Last month, she traveled to Granada, Nicaragua, and began an eight-month internship with Soccer Without Borders, a nonprofit organization that uses the sport as a vehicle for positive change in the lives of youths in third-world countries.


Every Wednesday through Friday, Bouchelle and her former Penn State teammate Kay Adami conduct an after-school program for girls that focuses on reading, writing, cultural activities and other important life skills. On Saturdays, they instruct soccer and play games. Between 50 and 60 girls participate in the program, and the numbers are rising.
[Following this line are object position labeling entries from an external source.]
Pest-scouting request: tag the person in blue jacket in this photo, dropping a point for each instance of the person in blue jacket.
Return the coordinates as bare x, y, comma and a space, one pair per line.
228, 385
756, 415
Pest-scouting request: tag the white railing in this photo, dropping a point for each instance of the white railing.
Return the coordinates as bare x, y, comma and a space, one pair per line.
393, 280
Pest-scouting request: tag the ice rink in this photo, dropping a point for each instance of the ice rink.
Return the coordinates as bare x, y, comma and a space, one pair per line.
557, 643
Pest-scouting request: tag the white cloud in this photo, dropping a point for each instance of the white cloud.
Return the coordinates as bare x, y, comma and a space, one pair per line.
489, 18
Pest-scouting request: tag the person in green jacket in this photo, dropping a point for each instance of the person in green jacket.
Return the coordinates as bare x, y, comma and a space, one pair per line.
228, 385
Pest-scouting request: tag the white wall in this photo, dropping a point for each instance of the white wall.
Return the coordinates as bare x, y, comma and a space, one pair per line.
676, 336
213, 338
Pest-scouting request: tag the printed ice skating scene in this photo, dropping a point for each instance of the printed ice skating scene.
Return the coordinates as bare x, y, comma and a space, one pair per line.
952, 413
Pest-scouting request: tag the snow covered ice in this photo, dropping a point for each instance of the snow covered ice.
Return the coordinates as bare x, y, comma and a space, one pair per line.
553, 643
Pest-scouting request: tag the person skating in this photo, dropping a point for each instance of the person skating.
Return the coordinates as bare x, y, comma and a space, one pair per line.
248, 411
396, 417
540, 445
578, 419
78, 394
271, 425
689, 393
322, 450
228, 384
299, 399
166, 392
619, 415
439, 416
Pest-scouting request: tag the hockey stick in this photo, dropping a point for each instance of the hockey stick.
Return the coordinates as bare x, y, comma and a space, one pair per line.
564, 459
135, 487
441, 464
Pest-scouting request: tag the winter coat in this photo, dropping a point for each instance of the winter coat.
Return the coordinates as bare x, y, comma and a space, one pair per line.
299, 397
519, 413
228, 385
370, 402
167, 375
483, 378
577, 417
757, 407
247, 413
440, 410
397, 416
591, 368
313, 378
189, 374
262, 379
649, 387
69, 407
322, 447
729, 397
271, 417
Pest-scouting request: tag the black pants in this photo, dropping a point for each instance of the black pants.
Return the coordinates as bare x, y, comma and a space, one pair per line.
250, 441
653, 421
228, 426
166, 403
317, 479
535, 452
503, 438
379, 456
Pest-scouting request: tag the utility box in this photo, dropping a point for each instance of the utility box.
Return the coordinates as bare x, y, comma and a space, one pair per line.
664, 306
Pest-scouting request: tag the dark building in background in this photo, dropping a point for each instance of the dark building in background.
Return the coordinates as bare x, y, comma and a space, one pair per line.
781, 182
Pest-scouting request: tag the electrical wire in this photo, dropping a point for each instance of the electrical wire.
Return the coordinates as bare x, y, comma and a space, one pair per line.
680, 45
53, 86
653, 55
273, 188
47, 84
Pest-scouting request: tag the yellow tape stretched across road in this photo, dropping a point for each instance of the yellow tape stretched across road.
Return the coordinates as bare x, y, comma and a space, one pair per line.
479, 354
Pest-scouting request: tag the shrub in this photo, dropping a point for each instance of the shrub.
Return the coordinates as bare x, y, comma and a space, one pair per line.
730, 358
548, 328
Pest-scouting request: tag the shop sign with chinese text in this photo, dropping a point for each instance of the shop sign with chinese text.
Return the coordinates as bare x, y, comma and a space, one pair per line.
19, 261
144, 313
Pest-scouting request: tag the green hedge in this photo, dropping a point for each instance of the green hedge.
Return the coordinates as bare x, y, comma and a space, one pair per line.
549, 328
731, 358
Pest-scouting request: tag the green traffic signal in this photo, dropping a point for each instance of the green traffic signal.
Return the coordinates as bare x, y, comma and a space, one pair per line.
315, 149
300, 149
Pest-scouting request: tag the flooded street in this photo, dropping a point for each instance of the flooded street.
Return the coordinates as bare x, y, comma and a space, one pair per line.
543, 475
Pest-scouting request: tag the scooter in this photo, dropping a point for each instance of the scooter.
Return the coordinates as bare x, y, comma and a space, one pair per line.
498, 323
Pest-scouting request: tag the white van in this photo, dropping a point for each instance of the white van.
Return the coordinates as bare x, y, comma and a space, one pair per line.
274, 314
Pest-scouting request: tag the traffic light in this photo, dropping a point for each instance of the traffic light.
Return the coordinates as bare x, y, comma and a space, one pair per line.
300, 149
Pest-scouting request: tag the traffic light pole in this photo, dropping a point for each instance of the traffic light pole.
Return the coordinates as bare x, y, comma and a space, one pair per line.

Corresponding by e-mail, Bouchelle, who turns 24 in December, describes the experience as nothing short of incredible, with something new coming each day.

She wrote: "We are constantly surprised and excited with the people's enthusiasm to get involved. Living here, you feel so fortunate to be able to experience this new culture and feel at home with a new family and friends. When you're open and enthusiastic about learning, about understanding them, and forming these relationships, the experience is invaluable."

Bouchelle and Adami live with an extended family of seven. A nearby store sells the essentials: flour, bread, eggs, chips, soda, juices, shampoo and more. Bouchelle eats breakfast with her host family (usually a fried egg with beans and rice), lunch at the nearby market and dinner with another family down the road.

Her cost of living, between rent and food, averages about $6 per day; approximately 50 percent of the population of Nicaragua lives on less than $1 a day.

"Every day here is a new adventure. One day, it seems like you're breezing through - your Spanish functions well, you communicate effectively with the youth leaders and staff, and when your plate shows up at lunch it is exactly what you ordered," Bouchelle wrote. "But more often than not, you have to wake up and prepare yourself for the day's challenges. Kay and I live and work here knowing that this is an entirely different culture and that most projects take twice as long as you want and that most people show up twice as late as you expect them to."

Before leaving for the mission, Bouchelle spent time working with the Notre Dame Prep girls soccer team in preparation for the team's fall season. Moved by Bouchelle's coming project, the team organized a schoolwide equipment drive and also raised money for the cause. She arrived in Nicaragua with balls, cleats, shin guards, shorts, T-shirts, socks and more courtesy of the team's efforts.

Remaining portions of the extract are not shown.